Frank Stewart McLean, 32, has pleaded guilty to making a false statement after he made online threats over five days, including threatening the life of James Comey, who was fired this morning, while he was visiting New Zealand in April.

The threats forced the evacuation of the US Embassy in Wellington.

"The police came around to question me and I told them to go away. Then later five to six cop cars turned up. I was thinking, 'they must think I'm a terrorist'," McLean said.


McLean, who openly supported Palestine and Russia, said some people would describe him as a "troll or keyboard warrior".

"The headlines [about the US Government] just tipped me over the edge. I did say something stupid [the death threat]. It was just pure frustration and stupid."

McLean told the Rotorua Daily Post today he was opposed to the US government and supported Palestine and Russia.

He said he became so frustrated with headlines about what the US government was doing, he "had had enough and got on emails and Facebook".

Using his online name of Oryan McLean, he made threats between April 21 and 25, including posting messages to the US Embassy's Facebook page.

In it he said: "Please inform your FBI director here in NZ that his life is in danger and he will not leave this country alive".

McLean also said Comey would leave New Zealand "in a wooden box".

He also said "There is a bomb at your Embassy" and "Another bomb will go off soon evacuate the Embassy and f**k off or die".

"Must suck because you know that police can't do anything to me here," he wrote.

McLean said he spent a lot of time researching the US government and described government officials as terrorists.

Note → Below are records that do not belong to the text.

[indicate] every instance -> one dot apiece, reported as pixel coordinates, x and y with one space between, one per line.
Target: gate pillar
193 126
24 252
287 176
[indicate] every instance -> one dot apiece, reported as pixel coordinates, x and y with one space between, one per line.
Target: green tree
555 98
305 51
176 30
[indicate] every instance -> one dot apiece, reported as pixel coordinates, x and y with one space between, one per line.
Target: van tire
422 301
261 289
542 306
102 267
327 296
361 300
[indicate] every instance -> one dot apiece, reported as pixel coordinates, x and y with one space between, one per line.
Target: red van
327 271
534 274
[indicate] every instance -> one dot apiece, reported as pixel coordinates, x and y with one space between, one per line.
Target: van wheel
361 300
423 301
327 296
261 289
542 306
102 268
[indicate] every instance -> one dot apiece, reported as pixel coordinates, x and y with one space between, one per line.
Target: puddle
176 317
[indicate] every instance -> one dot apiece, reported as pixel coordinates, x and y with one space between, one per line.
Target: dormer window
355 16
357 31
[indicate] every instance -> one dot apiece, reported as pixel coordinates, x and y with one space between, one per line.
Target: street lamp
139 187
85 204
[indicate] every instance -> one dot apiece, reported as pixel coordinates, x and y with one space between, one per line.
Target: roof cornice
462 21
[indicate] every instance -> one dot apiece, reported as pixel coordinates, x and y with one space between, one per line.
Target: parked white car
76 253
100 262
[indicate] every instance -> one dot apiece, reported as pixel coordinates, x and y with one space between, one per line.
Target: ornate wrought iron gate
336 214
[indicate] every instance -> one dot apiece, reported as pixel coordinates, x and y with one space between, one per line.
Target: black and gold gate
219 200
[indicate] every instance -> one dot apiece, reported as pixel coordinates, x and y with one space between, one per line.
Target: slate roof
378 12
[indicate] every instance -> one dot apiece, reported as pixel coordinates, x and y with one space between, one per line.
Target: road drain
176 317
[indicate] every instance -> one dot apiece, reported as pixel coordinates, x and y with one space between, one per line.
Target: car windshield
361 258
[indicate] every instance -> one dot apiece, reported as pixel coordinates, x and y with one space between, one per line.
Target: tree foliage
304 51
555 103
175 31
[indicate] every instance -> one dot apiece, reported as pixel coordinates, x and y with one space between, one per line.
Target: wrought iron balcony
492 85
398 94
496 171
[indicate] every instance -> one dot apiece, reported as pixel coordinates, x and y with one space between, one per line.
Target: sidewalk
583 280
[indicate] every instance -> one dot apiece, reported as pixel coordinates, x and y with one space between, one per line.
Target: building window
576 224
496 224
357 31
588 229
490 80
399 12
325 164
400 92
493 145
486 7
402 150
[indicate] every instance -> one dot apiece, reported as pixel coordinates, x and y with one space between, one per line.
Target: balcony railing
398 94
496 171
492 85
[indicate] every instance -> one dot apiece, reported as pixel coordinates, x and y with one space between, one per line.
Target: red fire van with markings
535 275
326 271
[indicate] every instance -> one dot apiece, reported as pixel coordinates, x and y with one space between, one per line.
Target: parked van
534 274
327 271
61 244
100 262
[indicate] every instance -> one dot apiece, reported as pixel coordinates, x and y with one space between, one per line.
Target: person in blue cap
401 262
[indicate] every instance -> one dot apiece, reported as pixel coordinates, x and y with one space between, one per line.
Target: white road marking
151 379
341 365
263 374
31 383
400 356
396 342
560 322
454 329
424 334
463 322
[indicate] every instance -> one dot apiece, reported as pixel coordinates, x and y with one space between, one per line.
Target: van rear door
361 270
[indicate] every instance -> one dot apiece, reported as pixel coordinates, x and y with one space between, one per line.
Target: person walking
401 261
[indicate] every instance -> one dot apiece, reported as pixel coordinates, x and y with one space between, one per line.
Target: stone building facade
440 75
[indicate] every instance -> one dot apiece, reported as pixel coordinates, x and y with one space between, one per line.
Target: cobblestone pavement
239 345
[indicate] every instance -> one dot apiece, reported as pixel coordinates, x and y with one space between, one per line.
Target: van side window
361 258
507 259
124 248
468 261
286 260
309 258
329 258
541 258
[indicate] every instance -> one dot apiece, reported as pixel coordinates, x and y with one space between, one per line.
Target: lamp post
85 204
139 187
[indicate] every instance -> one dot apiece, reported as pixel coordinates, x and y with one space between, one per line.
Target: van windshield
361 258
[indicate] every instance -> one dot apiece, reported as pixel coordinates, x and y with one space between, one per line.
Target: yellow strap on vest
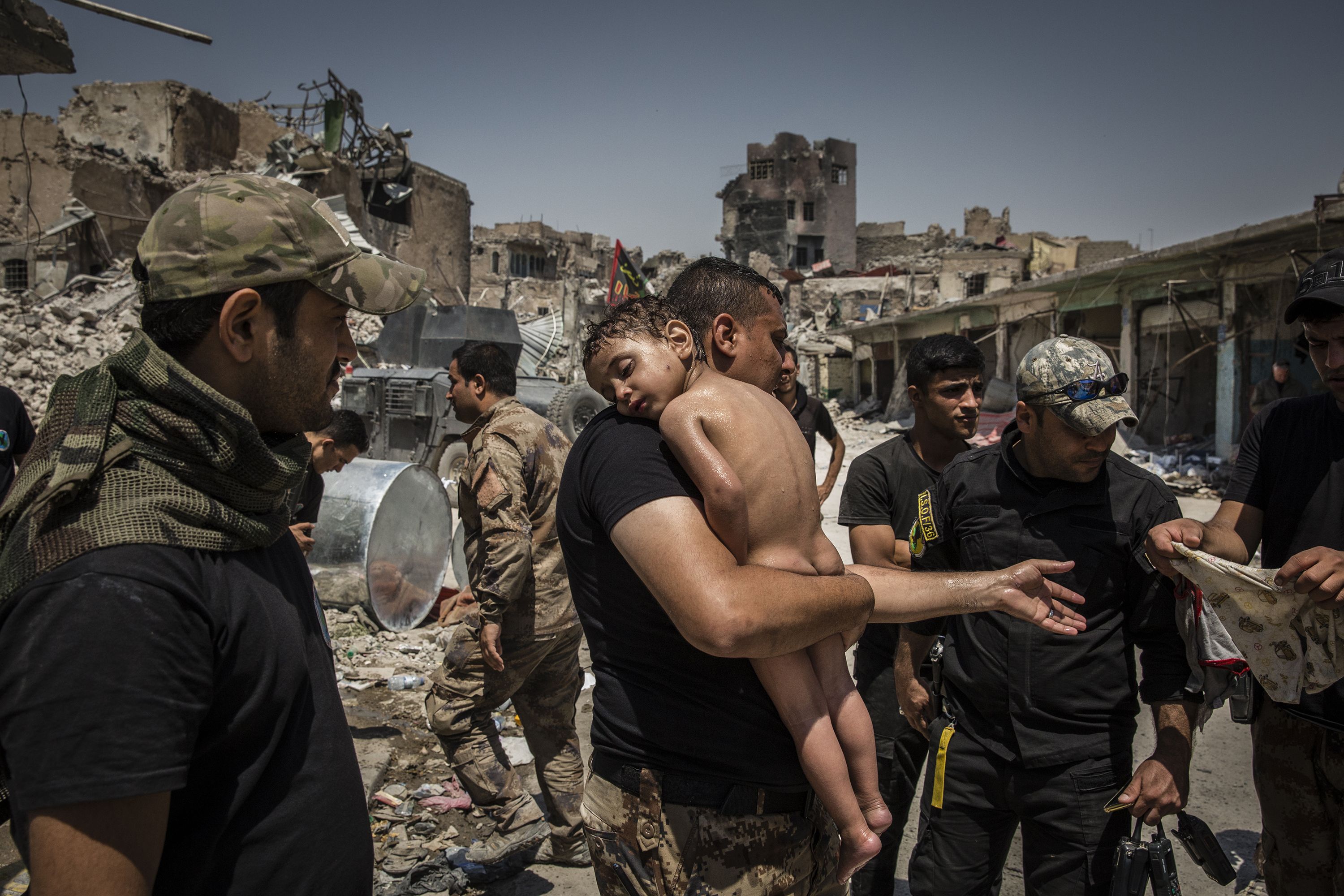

However, he said he did like US President Donald Trump, who fired Comey today.

"He's the best thing that ever happened to America. He is straight up and doesn't read from a script," McLean said of Trump.

McLean, who said he wore scarves "with pride" that supported the Palestinian movement, said he just wanted to get his opinions across.

"My opinions are not necessarily popular because they go against popular opinions. Some people can not handle that," he said.

"I have had a problem with the American Government for years. They are the only country that is consistently going to war.

"I support the Muslims. I started supporting Palestine a couple of years ago."

He said he was a part-time website developer and had previously described himself as a journalist because he ran his own news website.

His bail condition is that he not go on social media.

He will be sentenced in the Rotorua District Court on June 7.

The maximum sentence is three months' jail or a $2000 fine.